We started rehearsals already for our Christmas musical at church.
“What?” you say. “Rehearsing already for Christmas? But that’s months away!”
Yes, that’s what I said. Rehearsing for Christmas in September.
Holidays flow onto each other
These days, holidays seem to flow onto each other. As storekeepers are clearing merchandise from one occasion, they’re stocking for the next. July fifth is the day to see flags and patriotic frou-frous replaced by autumn flowers and scarecrows. Then, ghosts and Halloween costumes appear in August, followed shortly by red and green baubles.
There’s nothing we can do to stop this revolving-door (or is it a revolving shelf?) marketing syndrome. Merchants want to make as much profit as possible. And the more often we see or hear about a product, the more likely we are to buy it. If we would all wait until the day before a holiday to make our purchases, maybe vendors would wait to display those wares. Eh, maybe not.
Seeing decorations long before a holiday gives us the opportunity to anticipate the upcoming event. Have you ever thought how boring life would be without anticipation? Looking forward to something is half the fun, whether a holiday, a party, or even a birthday.
A friend once told me that he and his siblings were planning a surprise party for their mother’s 80th birthday. It sounded like fun – having all of Mom’s old friends and distant relatives come to town to surprise her.
Fun, that is, until I asked how much time his mother would be able to spend with all her friends and relatives. Two hours together in one room wouldn’t give her the chance to enjoy each guest and have one-on-one memory time.
I suggested instead that he include her in the planning and inviting, to let her anticipate the event and be sure they included everyone she’d like. Then, they could schedule other activities a day or two before and after the big event, giving Mom a chance to relax and visit with her guests.

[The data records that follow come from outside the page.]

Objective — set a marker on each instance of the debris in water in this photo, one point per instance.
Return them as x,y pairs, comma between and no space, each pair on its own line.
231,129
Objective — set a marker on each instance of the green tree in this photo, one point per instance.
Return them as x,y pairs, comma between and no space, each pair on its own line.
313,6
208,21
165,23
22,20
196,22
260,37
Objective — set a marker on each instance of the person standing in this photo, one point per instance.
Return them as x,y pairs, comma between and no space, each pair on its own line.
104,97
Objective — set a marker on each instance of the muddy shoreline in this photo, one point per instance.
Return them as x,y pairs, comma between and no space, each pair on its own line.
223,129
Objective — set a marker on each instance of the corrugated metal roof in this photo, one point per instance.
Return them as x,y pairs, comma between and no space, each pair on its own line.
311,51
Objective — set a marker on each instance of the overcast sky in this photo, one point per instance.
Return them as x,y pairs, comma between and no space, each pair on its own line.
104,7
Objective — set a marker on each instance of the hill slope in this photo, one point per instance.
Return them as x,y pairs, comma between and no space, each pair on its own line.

He followed my suggestion and expanded her celebration to allow more time to relish the holiday and create more memories. His mom was so grateful that she got to visit with everyone, creating memories and taking pictures.
Anticipation made the difference.
Anticipation is one reason we see decorations before a holiday. Storekeepers want us to look forward to a holiday and spend more money on their products.
Personally, I always put my Christmas tree and other decorations up on Thanksgiving or before and leave them up until Valentine’s Day, sometimes later. Not only do I enjoy them longer than just one day, but I also love how festive my house looks.
In fact, I’ve been known to leave a Christmas tree up for several years when it wasn’t in the way, providing a soft light to the room. My sons thanked me for having a tree in the family room for four years, although my husband wasn’t crazy about it. They liked the lights in the corner while they watched TV.
I even have some ornaments for other holidays: an Easter egg, a jack-o-lantern, a turkey, and red hearts. Plus, I have a Colorado Rockies snowman and a lighted Denver Bronco.
So when you see Christmas decorations on sale at your local chain store, don’t roll your eyes and heave a sigh. Instead, smile and give yourself the pleasure of anticipation.
Think about it, don’t complain about it
Think about what the coming holiday will mean to you and your family: all the memories you will make, traditions you’ll enjoy, and what you can do different this year. Then, check out the merchandise to see if you can make someone else’s dream come true this holiday. After all, Christmas is about giving, which you could do every day of the year.
And if you start early, you can take your time decorating and get in on all the sales, which could reduce your stress. It’s a win-win – enjoyment and lower stress.
Even though it’s only September, let me be the first to say, “Merry Christmas!”